Density Functional Theory Study of Single-Atom V, Nb, and Ta Catalysts on Graphene and Carbon Nitride for Selective Nitrogen Reduction
Chunjin Ren, Qianyu Jiang, Wei Lin, Yongfan Zhang, Shuping Huang, Kaining Ding
Abstract
Electrocatalytic nitrogen fixation using single-atom catalysts (SACs) offers a promising strategy for the sustainable production of NH3. On the basis of density functional theory, we systematically explored the potential for N2 electroreduction of single-atom catalysts (SACs) covering V, Nb, and Ta transition metal (TM) centers supported by graphene and g-C3N4 substrates.
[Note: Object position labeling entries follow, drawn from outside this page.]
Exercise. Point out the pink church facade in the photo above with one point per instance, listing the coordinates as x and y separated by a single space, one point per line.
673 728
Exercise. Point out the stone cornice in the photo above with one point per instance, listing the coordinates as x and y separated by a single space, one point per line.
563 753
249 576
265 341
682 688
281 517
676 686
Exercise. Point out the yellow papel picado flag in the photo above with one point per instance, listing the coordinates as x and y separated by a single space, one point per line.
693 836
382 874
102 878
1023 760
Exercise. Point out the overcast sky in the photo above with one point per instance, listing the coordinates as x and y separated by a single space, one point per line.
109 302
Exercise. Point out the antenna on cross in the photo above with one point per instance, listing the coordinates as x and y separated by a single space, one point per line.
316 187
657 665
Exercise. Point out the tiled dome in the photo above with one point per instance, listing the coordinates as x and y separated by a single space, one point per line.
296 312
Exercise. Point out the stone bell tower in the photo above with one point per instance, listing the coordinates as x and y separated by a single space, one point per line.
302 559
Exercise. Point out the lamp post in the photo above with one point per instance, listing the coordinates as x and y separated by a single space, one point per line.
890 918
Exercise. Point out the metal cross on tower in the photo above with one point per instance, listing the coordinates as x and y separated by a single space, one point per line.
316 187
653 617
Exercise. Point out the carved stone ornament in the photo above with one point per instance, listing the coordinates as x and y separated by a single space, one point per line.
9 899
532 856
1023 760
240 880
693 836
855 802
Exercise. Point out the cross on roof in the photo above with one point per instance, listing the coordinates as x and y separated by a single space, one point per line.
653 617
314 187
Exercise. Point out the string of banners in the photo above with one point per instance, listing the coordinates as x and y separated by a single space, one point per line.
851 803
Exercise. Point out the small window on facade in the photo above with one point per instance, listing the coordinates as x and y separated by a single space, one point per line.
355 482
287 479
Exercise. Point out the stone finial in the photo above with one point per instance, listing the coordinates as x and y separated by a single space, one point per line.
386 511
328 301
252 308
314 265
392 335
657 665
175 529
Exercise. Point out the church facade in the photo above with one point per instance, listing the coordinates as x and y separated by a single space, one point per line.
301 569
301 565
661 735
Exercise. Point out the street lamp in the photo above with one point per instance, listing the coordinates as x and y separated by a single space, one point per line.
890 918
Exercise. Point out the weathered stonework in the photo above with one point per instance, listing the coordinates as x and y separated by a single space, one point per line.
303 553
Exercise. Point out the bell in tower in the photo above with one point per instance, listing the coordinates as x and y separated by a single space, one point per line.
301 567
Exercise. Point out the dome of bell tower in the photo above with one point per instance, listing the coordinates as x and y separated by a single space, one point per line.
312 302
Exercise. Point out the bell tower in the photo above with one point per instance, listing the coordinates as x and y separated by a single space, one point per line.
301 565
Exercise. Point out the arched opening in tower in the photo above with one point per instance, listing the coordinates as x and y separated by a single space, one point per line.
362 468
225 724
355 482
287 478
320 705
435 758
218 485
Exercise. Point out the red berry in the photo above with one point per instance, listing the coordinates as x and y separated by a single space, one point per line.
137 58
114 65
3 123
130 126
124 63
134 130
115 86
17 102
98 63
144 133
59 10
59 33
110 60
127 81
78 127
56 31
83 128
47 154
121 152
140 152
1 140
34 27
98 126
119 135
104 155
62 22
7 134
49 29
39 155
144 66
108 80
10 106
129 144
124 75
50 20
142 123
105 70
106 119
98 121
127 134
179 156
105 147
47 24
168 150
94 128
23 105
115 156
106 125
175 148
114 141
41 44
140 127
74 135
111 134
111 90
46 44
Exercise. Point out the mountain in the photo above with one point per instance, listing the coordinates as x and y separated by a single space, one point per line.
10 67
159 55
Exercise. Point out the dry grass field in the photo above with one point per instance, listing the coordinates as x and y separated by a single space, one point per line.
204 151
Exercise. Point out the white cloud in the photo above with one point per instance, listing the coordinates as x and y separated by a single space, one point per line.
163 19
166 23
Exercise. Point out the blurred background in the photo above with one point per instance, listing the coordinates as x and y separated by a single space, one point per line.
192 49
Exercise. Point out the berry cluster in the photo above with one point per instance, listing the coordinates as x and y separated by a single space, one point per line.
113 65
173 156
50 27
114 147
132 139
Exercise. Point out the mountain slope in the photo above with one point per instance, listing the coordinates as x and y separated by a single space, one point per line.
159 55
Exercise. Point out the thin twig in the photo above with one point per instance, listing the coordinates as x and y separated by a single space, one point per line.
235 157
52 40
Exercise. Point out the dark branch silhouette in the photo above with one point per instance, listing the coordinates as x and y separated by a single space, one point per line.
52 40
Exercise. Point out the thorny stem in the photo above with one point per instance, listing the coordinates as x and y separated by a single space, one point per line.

The single Nb-atom embedded on g-C3N4 nanosheet possesses outstanding nitrogen reduction reaction (NRR) catalytic activity and exhibits better performance than graphene with a considerably smaller maximum ΔG value (0.05 eV). The single Nb atom on g-C3N4 with more negative valence provides structural advantages for hosting empty d-orbitals for strong N2 and N2H adsorption, as well as more single d-electrons to further promote back-donation to activate the N≡N triple bond. This work may be helpful in developing more effective TM-based SACs for N2 reduction through varying substrate effect toward the same single-atom catalysts.